Oil on canvas, 22” x 27 1⁄2”
Signed, inscribed & dated 1895
$15,000. – 20,000.
Theo Taunton, Famous Horses, Simpson, Low and Co., 1895, page 350
St. Simon was bred by Prince Gustavus Batthyany of Hungary in 1881. Upon the prince’s death from a heart attack at the 1883 Two Thousand Guineas, his entire stable, including the 2-year-old colt St. Simon, was dispersed at the Tattersalls July Sale in Newmarket. The Duke of Portland, a mere 25 years old and relatively new to the sport, purchased St. Simon for 1,800 guineas. The horse he wanted, however, was the horse that went through the ring immediately before St. Simon (on which the Duke had unsuccessfully bid). Feeling defeated, he settled on St. Simon, a bay horse whose trainer had painted the horse’s hocks white to dissuade bidders. (Fortunately for the Duke of Portland, the original trainer of St. Simon, John Dawson, was the brother of his own trainer, Matthew Dawson, who probably suspected that his brother wanted to keep the horse for himself.)
St. Simon’s initial days of training didn’t prove promising. His stride was awkward and jumpy and he was considered less than coordinated. Nevertheless, the Duke of Portland and Matthew Dawson pressed on.
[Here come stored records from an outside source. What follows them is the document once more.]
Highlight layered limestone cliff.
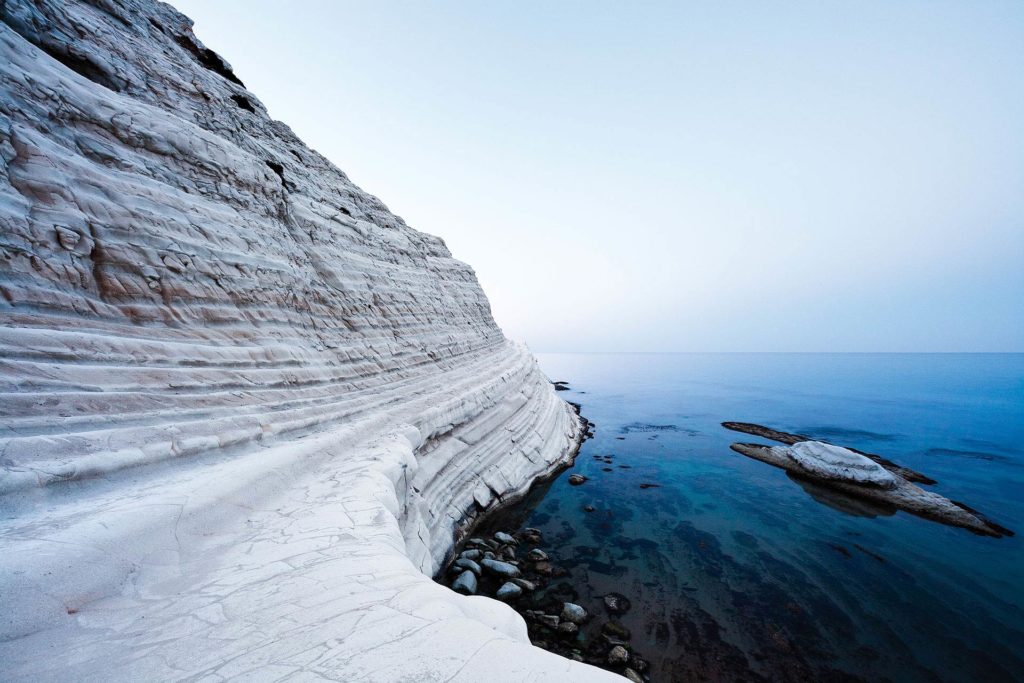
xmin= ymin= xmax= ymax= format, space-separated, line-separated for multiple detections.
xmin=0 ymin=0 xmax=610 ymax=681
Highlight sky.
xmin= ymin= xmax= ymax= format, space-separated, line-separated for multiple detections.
xmin=173 ymin=0 xmax=1024 ymax=351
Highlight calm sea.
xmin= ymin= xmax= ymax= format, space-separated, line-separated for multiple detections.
xmin=507 ymin=354 xmax=1024 ymax=682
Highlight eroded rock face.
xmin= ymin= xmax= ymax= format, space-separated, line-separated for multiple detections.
xmin=0 ymin=0 xmax=614 ymax=681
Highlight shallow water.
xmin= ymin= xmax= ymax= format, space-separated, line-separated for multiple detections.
xmin=503 ymin=354 xmax=1024 ymax=681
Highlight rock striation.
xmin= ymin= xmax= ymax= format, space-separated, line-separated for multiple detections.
xmin=722 ymin=422 xmax=1014 ymax=538
xmin=0 ymin=0 xmax=610 ymax=681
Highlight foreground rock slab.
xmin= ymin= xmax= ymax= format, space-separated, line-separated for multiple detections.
xmin=0 ymin=0 xmax=614 ymax=681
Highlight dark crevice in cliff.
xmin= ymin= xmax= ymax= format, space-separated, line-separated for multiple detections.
xmin=174 ymin=36 xmax=246 ymax=88
xmin=39 ymin=44 xmax=122 ymax=92
xmin=231 ymin=95 xmax=256 ymax=114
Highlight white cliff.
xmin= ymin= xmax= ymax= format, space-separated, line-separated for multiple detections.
xmin=0 ymin=0 xmax=622 ymax=681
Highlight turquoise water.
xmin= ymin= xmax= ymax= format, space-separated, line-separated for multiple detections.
xmin=514 ymin=353 xmax=1024 ymax=681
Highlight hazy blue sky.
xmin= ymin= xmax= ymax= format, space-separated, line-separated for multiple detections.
xmin=173 ymin=0 xmax=1024 ymax=351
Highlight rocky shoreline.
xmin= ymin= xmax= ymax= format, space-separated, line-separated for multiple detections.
xmin=434 ymin=395 xmax=651 ymax=683
xmin=438 ymin=527 xmax=650 ymax=683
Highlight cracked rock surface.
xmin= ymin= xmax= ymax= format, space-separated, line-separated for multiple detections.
xmin=0 ymin=0 xmax=621 ymax=681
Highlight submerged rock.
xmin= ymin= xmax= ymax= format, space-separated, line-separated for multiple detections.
xmin=604 ymin=593 xmax=633 ymax=614
xmin=452 ymin=571 xmax=476 ymax=595
xmin=455 ymin=557 xmax=480 ymax=577
xmin=495 ymin=582 xmax=522 ymax=600
xmin=561 ymin=602 xmax=590 ymax=624
xmin=495 ymin=531 xmax=518 ymax=545
xmin=623 ymin=667 xmax=643 ymax=683
xmin=608 ymin=645 xmax=630 ymax=667
xmin=601 ymin=620 xmax=633 ymax=640
xmin=558 ymin=622 xmax=580 ymax=636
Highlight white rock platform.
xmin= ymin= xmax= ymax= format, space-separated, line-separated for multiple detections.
xmin=0 ymin=0 xmax=622 ymax=681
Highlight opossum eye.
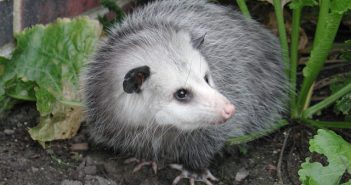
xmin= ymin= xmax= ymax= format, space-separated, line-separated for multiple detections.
xmin=174 ymin=89 xmax=191 ymax=102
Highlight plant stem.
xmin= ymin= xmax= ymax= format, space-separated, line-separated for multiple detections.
xmin=302 ymin=83 xmax=351 ymax=118
xmin=313 ymin=0 xmax=330 ymax=48
xmin=290 ymin=7 xmax=302 ymax=119
xmin=59 ymin=100 xmax=84 ymax=107
xmin=236 ymin=0 xmax=251 ymax=18
xmin=302 ymin=119 xmax=351 ymax=128
xmin=7 ymin=94 xmax=37 ymax=102
xmin=273 ymin=0 xmax=290 ymax=77
xmin=297 ymin=13 xmax=342 ymax=114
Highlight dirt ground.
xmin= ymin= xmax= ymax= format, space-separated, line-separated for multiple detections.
xmin=0 ymin=104 xmax=315 ymax=185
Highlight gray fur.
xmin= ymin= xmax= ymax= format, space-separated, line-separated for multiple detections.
xmin=84 ymin=0 xmax=288 ymax=169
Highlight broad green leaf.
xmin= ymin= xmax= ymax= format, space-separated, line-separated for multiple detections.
xmin=330 ymin=0 xmax=351 ymax=14
xmin=330 ymin=72 xmax=351 ymax=115
xmin=289 ymin=0 xmax=318 ymax=9
xmin=298 ymin=129 xmax=351 ymax=185
xmin=341 ymin=40 xmax=351 ymax=62
xmin=9 ymin=17 xmax=102 ymax=143
xmin=0 ymin=96 xmax=17 ymax=114
xmin=0 ymin=57 xmax=16 ymax=97
xmin=29 ymin=103 xmax=84 ymax=146
xmin=6 ymin=79 xmax=36 ymax=101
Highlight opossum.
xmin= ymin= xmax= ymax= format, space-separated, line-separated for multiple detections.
xmin=83 ymin=0 xmax=289 ymax=183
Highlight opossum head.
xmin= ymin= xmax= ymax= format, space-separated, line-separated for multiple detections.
xmin=114 ymin=28 xmax=235 ymax=130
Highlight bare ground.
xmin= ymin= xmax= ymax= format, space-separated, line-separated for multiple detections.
xmin=0 ymin=104 xmax=315 ymax=185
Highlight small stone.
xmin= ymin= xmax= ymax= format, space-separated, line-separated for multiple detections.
xmin=70 ymin=143 xmax=89 ymax=151
xmin=84 ymin=175 xmax=117 ymax=185
xmin=235 ymin=168 xmax=249 ymax=182
xmin=61 ymin=179 xmax=83 ymax=185
xmin=84 ymin=166 xmax=97 ymax=175
xmin=4 ymin=129 xmax=15 ymax=135
xmin=32 ymin=167 xmax=39 ymax=173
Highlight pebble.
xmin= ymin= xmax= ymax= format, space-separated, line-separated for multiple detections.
xmin=61 ymin=179 xmax=83 ymax=185
xmin=32 ymin=167 xmax=39 ymax=173
xmin=235 ymin=168 xmax=249 ymax=182
xmin=84 ymin=166 xmax=97 ymax=175
xmin=4 ymin=129 xmax=15 ymax=135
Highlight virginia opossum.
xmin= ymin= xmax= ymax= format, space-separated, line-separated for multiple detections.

Their faith in the horse paid off. St. Simon won 10 races and was never defeated. His principal performance was winning the Ascot Gold Cup in 1884 by an incredible 20 lengths. It is said he was so strong it took almost an entire lap of the course for his jockey, Fred Archer, to pull him up. He went on to win the Gold Cup at Goodwood in another impressive manner, never breaking into a full gallop, defeating Ossian, winner of the St Leger. Dawson “declared St. Simon to have been the best animal he ever had under his care,” according to Theo Taunton’s Famous Horses. Though he never competed in the classic races, St. Simon was still hailed as the champion of his crop and one of the best racehorses of all time.